Ballymurphy inquest: Witness denies making up evidence

Ten people were killed in the shootings
Image caption Ten people were killed in the shootings

A civilian witness has denied making up evidence about how two men were shot dead in Ballymurphy in 1971.

He also denied trying to malign the memory of those who died.

Witness C3, who lived in the mainly protestant Springmartin area at the time, was resuming his evidence from last May, at the Ballymurphy Inquest.

The witness, who was 16 yeas old at the time, says he watched what happened while lying in grass above waste ground where two victims died.

Father Hugh Mullan and Frank Quinn were shot on waste ground beside Springfield Park that day, some distance below where C3 says he was lying.

C3 gave his evidence by video link from another room in the same building at the inquest at Laganside Courts in Belfast.

He told the inquest last May he saw eight civilians armed with rifles run across the waste ground, where the two victims were later shot and killed.

He stated that the last of the eight armed men was shot and fell.

He had also said that he had seen Father Hugh Mullan run to the man's aid and lift a rifle shortly before he too was shot.

Image copyright Colm Lenaghan/ Pacemaker Press
Image caption Families of those killed in the Ballymurphy massacre

A barrister for the Mullan and Quinn families said his account was untruthful and explained that no other witness, civilian or military, mentioned the eight armed men running in single file.

She described that evidence as a "bizarre account".

The first man to be shot is widely understood to have been Bobby Clarke, who survived.
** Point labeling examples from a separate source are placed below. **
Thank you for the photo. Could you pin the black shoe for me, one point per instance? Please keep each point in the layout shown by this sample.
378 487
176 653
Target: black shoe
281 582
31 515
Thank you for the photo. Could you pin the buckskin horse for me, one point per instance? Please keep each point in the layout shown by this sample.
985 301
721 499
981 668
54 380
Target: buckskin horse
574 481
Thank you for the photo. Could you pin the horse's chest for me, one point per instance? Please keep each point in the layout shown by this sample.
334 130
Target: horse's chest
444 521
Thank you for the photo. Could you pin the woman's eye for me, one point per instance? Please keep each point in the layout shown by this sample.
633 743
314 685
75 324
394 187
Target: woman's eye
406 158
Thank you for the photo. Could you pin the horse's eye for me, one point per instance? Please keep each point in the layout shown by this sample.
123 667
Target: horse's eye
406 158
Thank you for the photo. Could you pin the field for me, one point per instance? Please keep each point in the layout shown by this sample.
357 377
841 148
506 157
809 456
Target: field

He had been rescuing children from the area at the time.

There has never been any suggestion or evidence that Mr Clarke was armed.
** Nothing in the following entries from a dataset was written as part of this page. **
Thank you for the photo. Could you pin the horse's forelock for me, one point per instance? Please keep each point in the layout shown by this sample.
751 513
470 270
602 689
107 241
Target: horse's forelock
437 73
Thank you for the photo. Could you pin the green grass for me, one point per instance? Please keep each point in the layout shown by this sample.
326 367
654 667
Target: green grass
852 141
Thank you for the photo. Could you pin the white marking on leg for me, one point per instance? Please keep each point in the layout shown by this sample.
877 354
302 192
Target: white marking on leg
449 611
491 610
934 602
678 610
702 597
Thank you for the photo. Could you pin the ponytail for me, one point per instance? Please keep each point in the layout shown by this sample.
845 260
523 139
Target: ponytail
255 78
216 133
C3 said all he could do was explain what he remembered.

'Can't get everything exactly right'

He denied that he was attempting to justify people being shot, or that he was giving his testimony "to malign the deceased and wounded".
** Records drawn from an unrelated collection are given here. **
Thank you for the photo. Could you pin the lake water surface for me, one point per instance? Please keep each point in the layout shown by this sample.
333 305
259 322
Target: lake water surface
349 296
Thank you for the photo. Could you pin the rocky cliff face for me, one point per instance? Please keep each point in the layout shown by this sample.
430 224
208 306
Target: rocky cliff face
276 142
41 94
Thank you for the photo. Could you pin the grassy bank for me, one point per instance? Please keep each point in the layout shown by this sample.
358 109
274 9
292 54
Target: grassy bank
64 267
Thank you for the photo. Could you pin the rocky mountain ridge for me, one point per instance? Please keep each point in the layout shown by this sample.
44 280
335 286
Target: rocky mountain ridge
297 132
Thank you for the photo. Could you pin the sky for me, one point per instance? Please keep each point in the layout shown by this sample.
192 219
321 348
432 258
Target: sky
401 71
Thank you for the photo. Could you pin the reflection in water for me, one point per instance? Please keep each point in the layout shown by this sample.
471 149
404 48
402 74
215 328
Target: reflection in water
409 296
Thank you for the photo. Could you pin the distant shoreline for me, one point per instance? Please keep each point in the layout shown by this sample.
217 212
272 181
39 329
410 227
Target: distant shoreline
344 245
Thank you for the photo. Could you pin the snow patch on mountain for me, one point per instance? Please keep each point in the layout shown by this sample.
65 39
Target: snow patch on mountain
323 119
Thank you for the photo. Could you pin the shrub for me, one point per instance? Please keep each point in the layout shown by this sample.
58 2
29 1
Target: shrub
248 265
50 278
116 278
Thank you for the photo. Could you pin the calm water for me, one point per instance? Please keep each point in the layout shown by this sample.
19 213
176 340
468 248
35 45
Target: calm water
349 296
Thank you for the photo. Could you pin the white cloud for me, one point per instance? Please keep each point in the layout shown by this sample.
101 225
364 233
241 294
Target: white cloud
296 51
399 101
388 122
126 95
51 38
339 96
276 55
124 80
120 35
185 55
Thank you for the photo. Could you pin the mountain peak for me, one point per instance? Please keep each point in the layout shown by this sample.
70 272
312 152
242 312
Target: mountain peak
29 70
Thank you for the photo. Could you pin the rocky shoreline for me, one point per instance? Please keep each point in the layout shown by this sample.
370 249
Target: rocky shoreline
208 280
"I can't get everything exactly right" C3 told the court. "I'm trying my best here. I'm trying to give you what I remember."

He was also asked why gave the court a clear account of Father Mullan wearing clerical robes when he was shot, although there is clear evidence that he was not wearing robes.

C3 again denied making up evidence and trying to malign Father Mullan's memory.

He agreed that he had seen two masked gunmen whom he took to be Protestant, in the Springmartin area, but did not see them open fire.

He also thought that gunmen were firing from flats in the area into the Moyard area, which was predominantly Catholic.

'Great restraint'

Later on Monday, soldier M506 returned to the witness box after an absence of four months.

He denied having fired his weapon from the roof of Vere Foster school when civilians were shot and fatally wounded.

He also denied deliberately trying to distance himself from the shooting of unarmed civilians.

It was explained that a previous witness, M138 had stated that M506 had fired his weapon, but M506 said his former colleague was wrong.

M506 told the court last May that he believed paratroopers had shown "great restraint" during a day of rioting, and had only opened fire because someone was firing at them.

Image caption The 1971 shootings took place during the introduction of internment without trial

Accused of being less than truthful with his evidence, M506 said he hadn't fired his weapon, and could well have saved lives due to his actions.

He insisted that in Northern Ireland he had only ever fired his weapon on the firing range.

"I should be commended for the lives I saved, and I took none" he said, during a heated exchange with a barrister for the Mullan and Quinn families.

As M506 began his evidence, the families of the victims lefts their usual seats in the jury box whey they would normally have been permitted to see him.

It's understood they did this in protest at the manner in which the court permitted him to be screened.